Lazio

colpi da 100mila euro. Notificato nuovo arresto

Un bottino da capogiro, accumulato sulla pelle dei più fragili. Somme di denaro e gioielli per oltre 100.000 euro sottratti con la tecnica, tanto odiosa quanto efficace, del “finto maresciallo”.

I Carabinieri della Stazione di Piazza Bologna hanno notificato un’ordinanza di custodia cautelare in carcere nei confronti di un uomo di 53 anni, ritenuto un vero e proprio specialista della circonvenzione di persone incapaci e della sostituzione di persona.

Il Modus Operandi: la trappola del “caro parente”

Le indagini, coordinate dalla Procura di Roma, hanno svelato la spregiudicatezza dell’indagato.

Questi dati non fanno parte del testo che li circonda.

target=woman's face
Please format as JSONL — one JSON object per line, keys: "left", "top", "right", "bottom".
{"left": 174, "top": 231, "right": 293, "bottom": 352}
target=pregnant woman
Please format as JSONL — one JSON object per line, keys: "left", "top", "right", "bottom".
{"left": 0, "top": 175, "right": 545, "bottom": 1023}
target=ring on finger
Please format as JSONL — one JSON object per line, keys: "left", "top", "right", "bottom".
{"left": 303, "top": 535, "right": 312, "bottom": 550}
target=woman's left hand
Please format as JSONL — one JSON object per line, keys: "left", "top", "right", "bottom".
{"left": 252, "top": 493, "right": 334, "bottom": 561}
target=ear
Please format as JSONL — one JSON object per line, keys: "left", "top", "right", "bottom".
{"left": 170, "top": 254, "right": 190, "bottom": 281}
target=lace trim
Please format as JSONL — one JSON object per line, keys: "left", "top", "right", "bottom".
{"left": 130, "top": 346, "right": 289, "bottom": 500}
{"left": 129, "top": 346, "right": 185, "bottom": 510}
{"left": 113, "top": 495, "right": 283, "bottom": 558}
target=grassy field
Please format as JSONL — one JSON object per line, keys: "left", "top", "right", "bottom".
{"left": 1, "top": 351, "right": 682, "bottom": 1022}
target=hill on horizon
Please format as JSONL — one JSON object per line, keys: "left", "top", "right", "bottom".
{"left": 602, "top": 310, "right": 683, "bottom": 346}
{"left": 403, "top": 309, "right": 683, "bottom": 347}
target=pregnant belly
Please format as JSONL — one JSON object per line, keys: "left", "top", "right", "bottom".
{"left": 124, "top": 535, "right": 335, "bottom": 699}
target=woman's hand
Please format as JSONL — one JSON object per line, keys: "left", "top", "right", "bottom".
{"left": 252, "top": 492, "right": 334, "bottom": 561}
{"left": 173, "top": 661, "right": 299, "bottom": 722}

Il copione era quasi sempre lo stesso: una telefonata concitata in cui un finto avvocato o un sedicente appartenente alle forze dell’ordine avvisava l’anziana vittima di un grave incidente stradale causato da un figlio o da una figlia.

In uno degli episodi più drammatici, una donna è stata indotta a credere che la figlia rischiasse il carcere immediato. Sotto choc, la vittima ha consegnato al 53enne – presentatosi alla porta pochi istanti dopo la chiamata – ben 50.000 euro in contanti e tutto l’oro di famiglia, spacciato come “cauzione” necessaria per la liberazione.

La sinergia sulla strada: intercettato con il “tesoro” in auto

Il castello di carte è iniziato a crollare grazie alla rapidità della Polizia Stradale. Mentre l’uomo tentava di rientrare in Campania a bordo di un’auto a noleggio, è stato fermato per un controllo di routine.

Gli agenti, insospettiti dall’enorme quantità di monili d’oro sparsi nell’abitacolo, hanno attivato uno scambio informativo immediato con le centrali operative, scoprendo che proprio a Roma era stata appena denunciata una truffa speculare ai Carabinieri di Piazza Bologna.

L’analisi tecnica: tabulati e celle telefoniche

Per blindare le accuse, i militari dell’Arma hanno effettuato un’analisi certosina:

Analisi dei tabulati: Incrocio dei dati telefonici dell’indagato.

Traffico di cella: Il posizionamento GPS ha collocato l’uomo con precisione chirurgica davanti alle abitazioni di altre vittime a Roma nel luglio 2025.

Riconoscimenti: Le vittime, chiamate a visionare i fascicoli fotografici, hanno riconosciuto senza esitazione il 53enne come l’uomo che si era presentato in casa loro.

L’ordinanza è stata notificata all’uomo direttamente in carcere, dove si trovava già ristretto. Un provvedimento che chiude il cerchio su una serie di razzie che hanno devastato non solo i risparmi, ma anche la serenità di molte famiglie romane.